Brie Larson’s feature directorial debut, Unicorn Store, has more style than substance, but a charming lead performance and important message buoy it.
The offbeat, whimsical coming-of-age comedy Unicorn Store first premiered at the 2017 Toronto International Film Festival before finding a distribution home with Netflix. The streaming service has made a name in Hollywood for its feature film strategy, releasing a variety of movies that range from high profile acquisitions like The Cloverfield Paradox to major fare of their own like Bird Box and Roma. However, while Unicorn Store is a relatively smaller movie in terms of Netflix’s release slate, it comes with a few big names attached. Brie Larson’s feature directorial debut, Unicorn Store, has more style than substance, but a charming lead performance and important message buoy it.
Unicorn Store stars Larson as Kit, an imaginative woman who fails out of art school when a minimalist professor doesn’t appreciate her overly colorful and vibrant work. Kit returns home to her mother and father – Gladys (Joan Cusack) and Gene (Bradley Whitford) – where she feels like a disappointment, especially as her parents rave about Kevin (Karan Soni), a man Kit’s age who works at their outdoor camp. In an effort to prove she can be successful, Kit gets a temp job at a public relations company. But Kit’s life is soon changed when she’s invited to “The Store”, where she meets The Salesman (Samuel L. Jackson) who offers to sell her a unicorn – though there are a few requirements first.
Putting aside the overly ridiculous, though arguably necessary setup of an art student failing out of art school for being too creative, Unicorn Store’s offbeat premise largely works in terms of walking a fine line between reality and fantasy. Though, this line gets incredibly messy at times. The story manages to balance the more strange aspects of the story – Kit hiring a man, Virgil (Mamoudou Athie), to build her a unicorn stable – with a parallel arc of her life at the office. However, the movie works best when Kit is forced to confront the fantastical ideas of her imagination and figure out how they can fit into the reality of her life. The disparity between Kit working to achieve her childhood fantasy while also establishing her “grown up” life is where the film finds its coming-of-age story, though some of its messaging about growing up is a bit overly obvious.

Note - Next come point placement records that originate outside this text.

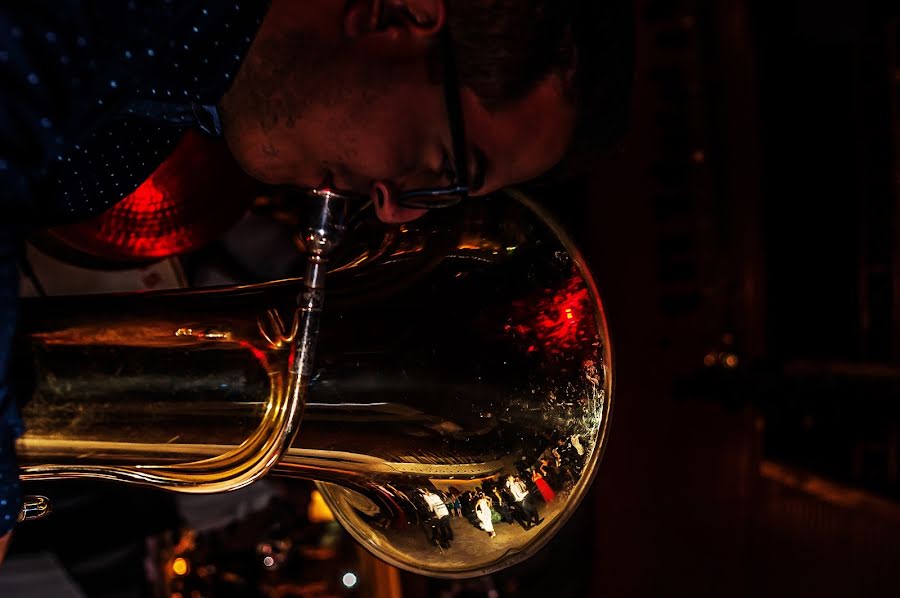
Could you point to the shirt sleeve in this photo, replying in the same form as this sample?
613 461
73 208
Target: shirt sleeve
40 43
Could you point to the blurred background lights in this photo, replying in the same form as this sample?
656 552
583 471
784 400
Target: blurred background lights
179 566
349 579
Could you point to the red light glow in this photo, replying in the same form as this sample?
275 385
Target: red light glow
556 322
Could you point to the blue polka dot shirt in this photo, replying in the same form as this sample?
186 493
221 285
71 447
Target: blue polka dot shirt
93 97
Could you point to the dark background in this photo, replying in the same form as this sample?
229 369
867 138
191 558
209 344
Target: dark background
746 241
752 214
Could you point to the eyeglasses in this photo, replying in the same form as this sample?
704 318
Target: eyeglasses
444 197
437 197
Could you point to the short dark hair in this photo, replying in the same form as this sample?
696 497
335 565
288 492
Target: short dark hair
504 48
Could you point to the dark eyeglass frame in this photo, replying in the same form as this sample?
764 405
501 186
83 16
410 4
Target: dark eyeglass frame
445 197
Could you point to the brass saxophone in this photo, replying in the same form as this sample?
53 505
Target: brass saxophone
465 352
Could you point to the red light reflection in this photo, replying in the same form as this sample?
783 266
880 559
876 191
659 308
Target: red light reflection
558 321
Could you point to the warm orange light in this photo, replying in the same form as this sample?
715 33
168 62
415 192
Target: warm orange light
179 566
318 511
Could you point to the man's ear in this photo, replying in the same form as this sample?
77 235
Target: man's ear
418 18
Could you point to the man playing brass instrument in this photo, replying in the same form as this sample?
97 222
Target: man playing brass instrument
414 103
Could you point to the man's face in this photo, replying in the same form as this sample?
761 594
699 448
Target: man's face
323 97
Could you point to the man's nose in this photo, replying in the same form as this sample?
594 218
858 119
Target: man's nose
384 198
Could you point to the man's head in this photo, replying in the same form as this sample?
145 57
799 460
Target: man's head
350 93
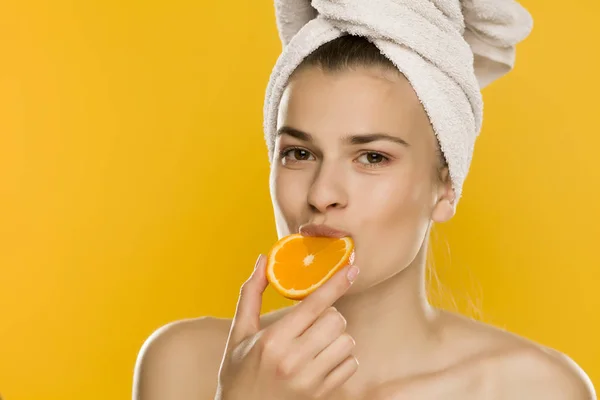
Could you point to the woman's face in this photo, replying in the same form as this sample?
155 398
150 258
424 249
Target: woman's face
355 151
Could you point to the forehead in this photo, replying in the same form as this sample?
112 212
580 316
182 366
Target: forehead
352 101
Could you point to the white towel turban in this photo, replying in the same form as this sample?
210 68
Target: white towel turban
447 49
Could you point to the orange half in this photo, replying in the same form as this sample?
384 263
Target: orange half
297 265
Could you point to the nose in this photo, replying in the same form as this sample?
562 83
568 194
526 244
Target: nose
328 189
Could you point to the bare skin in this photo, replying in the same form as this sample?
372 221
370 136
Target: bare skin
383 340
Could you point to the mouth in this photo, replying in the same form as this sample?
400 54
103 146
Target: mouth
322 231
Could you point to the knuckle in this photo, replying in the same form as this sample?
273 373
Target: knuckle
304 388
269 347
348 340
285 368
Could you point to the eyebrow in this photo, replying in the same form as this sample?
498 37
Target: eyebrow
350 139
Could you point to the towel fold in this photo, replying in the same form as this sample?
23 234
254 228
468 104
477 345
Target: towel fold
448 50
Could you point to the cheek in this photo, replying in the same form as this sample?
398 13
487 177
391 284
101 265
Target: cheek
394 221
288 194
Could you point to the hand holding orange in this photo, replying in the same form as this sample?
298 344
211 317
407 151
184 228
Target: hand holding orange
297 265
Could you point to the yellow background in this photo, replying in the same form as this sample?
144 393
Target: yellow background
133 184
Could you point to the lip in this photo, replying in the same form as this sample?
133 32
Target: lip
321 230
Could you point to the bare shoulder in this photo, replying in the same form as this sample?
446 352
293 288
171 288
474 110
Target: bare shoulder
518 368
534 371
181 360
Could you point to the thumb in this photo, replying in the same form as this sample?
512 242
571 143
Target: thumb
246 320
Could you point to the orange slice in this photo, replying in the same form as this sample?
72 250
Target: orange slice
297 265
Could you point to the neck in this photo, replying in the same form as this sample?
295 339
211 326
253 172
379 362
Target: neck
394 326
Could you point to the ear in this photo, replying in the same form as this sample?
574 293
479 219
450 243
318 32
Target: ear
445 206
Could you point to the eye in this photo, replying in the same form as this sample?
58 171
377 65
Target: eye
294 154
372 158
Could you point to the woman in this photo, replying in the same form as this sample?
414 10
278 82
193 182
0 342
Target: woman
354 152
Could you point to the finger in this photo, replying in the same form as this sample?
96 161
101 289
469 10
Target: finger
338 376
304 314
326 329
318 369
246 320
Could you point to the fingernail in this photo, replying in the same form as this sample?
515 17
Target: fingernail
352 273
257 261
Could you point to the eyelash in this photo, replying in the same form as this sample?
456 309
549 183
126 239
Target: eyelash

Unicorn Store does a lot of telling, rather than showing, how Kit grows up and the lessons she learns along the way: you can’t buy happiness, failure isn’t a sign of immaturity, etc. Along those lines, Unicorn Store seems to have a great deal to say about growing up as an artist and not sacrificing your voice to appease those around you, but often it comes across as the movie being more focused on its messaging than telling a good, well-developed story. To be certain, the message of Unicorn Store is important, and with a script by Samantha McIntyre (Married), the film brings a much-needed female perspective to the coming-of-age genre. Kit is no doubt a character many women can relate to on some level, as she’s forced to give up the “girly” aspirations of her youth for a more straight-laced life. However, Unicorn Store is still incredibly superficial in its depiction of Kit and her coming-of-age story.
The main reason Unicorn Store works as well as it does is the performances of the main cast, Larson in particular. She manages to ground Kit in a way that feels realistic, even as it becomes more and more difficult to hold onto that suspension of disbelief that a grown woman could believe unicorns exist. Still, Larson is charming enough to get away with it, and she carries Kit’s arc well. Further, she works well across from each of her co-stars, Jackson in particular, who goes much more whimsical than usual as The Salesman. It’s an incredibly fun performance from Jackson and helps sell the movie’s more fantastical side. The Unicorn Store cast is rounded out well by Cusack and Whitford, while Athie is a wonderful match for Larson on screen in terms of charm.
Ultimately, Unicorn Store is far from a quintessential coming-of-age story, but it does offer enough of a new spin on the genre to be entertaining. Further, anyone who’s felt like they had to sacrifice creativity for success will find a relatable protagonist in Larson’s Kit. Unicorn Store isn’t likely to be one of Netflix’s breakout hits, but the low barrier of entry afforded to movies by being on one of the most popular streaming services will no doubt mean more people are willing to check it out. To be sure, Unicorn Store is worth seeing for those already interested, but its offbeat premise and heavy-handed presentation of a coming-of-age story mean it isn’t necessarily a must-watch Netflix movie.
Unicorn Store is now available for streaming on Netflix. It is 92 minutes long.